STRASSBERG, Mr Matthew, Senior Advisor, External Relations, Veda

[13:45]

CHAIR: Welcome. Thank you all for coming along today and also for your submission to the inquiry. I now invite you to make an opening statement and we will then proceed to questions.

Mr Strassberg : Veda is a data analytics company with specific expertise in identity and fraud solutions. With us is Imelda Newton who has some important insights into identity verification using knowledge based authentication—a technique she will explain later to the committee. Members of the committee, today we seek your support for recommendations that will improve the capacity of identity verification processes and set a framework for greater public-private cooperation to fight identity and fraud crime.
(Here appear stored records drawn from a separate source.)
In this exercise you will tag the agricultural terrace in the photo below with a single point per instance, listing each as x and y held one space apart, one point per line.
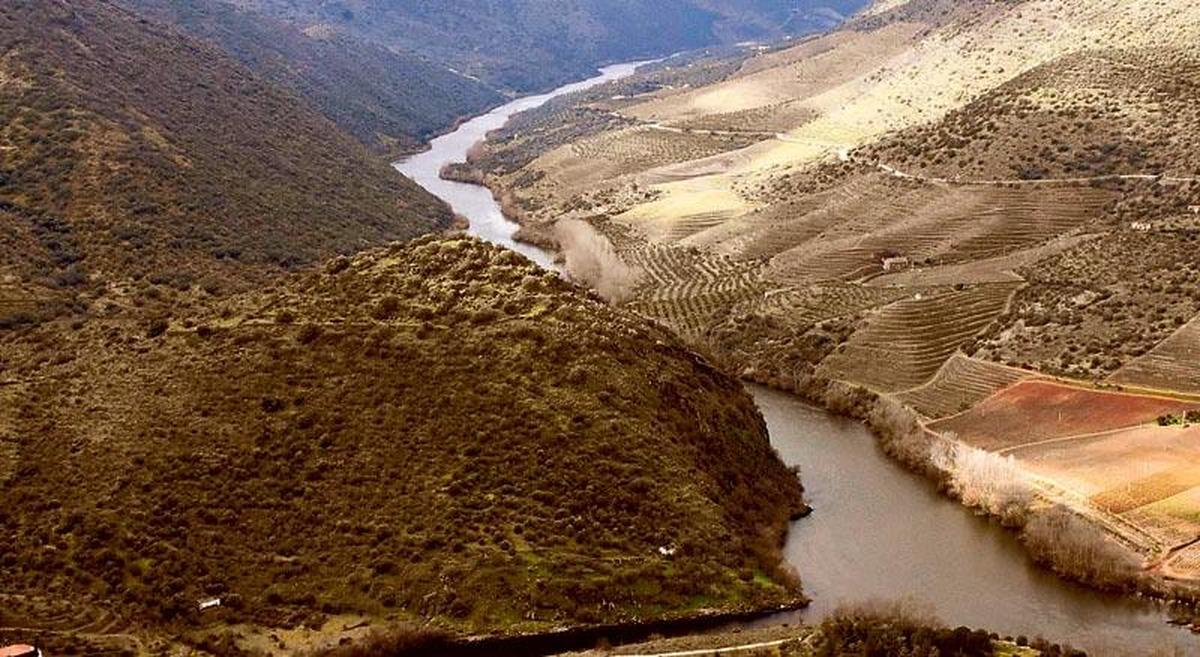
1033 411
1173 365
960 384
904 344
1147 476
While our recommendations will improve the integrity of established identity sources, as Ms Newton will later explain, checks based on just documents or a narrow range of sources are flawed and are not best practice.

Identity verification obligations feature in various Commonwealth and state acts. It can be to open a bank account, sell a house or get a gun licence. However, the resources available to test identity vary. One resource—and you heard about it earlier—is the Document Verification Service. It is managed by the Commonwealth AGD and is answerable, in part, to state agencies. The DVS verifies the authenticity of a government issued identity document without the DVS or the issuing agency disclosing any information, so it is privacy enhancing. However, access to this critical infrastructure is only allowed for businesses with an identity obligation under a Commonwealth act. This restriction on access must end. Also, the cost of access for a business is far too expensive—all up, $5½ thousand per user. The subscription process itself is cumbersome. It is easier for a business to sign up to receive criminal checks on prospective employees than to join the DVS.

Fifteen months after opening, only 200 entities have applied. Consider the real estate agent letting a property or the utility providing energy. As the South Australian police submission points out, organised criminal syndicates are involved in cannabis-growing houses with rentals under false names. We ask that the committee recommend that the DVS should be open to any entity with a reasonable requirement to verify identity and have subscriber requirements similar to those used to subscribe to other government registers, such as ASIC's Personal Property Securities Register. We also note, reflecting the varying unreadiness of state registers, that the DVS cannot verify birth, death and marriage certificates online and in real time. This in the digital age needs remedying.

The electoral roll and information on credit reports are also important identity resources. Veda is one of six organisations nominated in the electoral and referendum regulations giving us permission, via signed agreement with the Australian Electoral Commission, to provide identity verification using the electoral roll. Similarly, use of credit reports for an identity purpose was the subject of amending legislation passed in 2010. In both instances, the manner of use is heavily prescribed, consistent with privacy impact assessments. However, despite this type of frame work, using the electoral roll and credit reports can only be for identity verification under the AML/CTF Act—no other. We call for these two sources to be also available in the same manner, to fulfil identity obligations under any Commonwealth or state act.

Members of the committee: our recommendations on DVS, the electoral roll and credit reports add integrity to the first layer of identity checking. However, having established that a document is real, it is critical to then associate it with the person so claiming. Ms Newton will later explain how this is accomplished through knowledge-based authentication. Before that, I will finish with Veda's recommendations on fraud and closing regulatory gaps.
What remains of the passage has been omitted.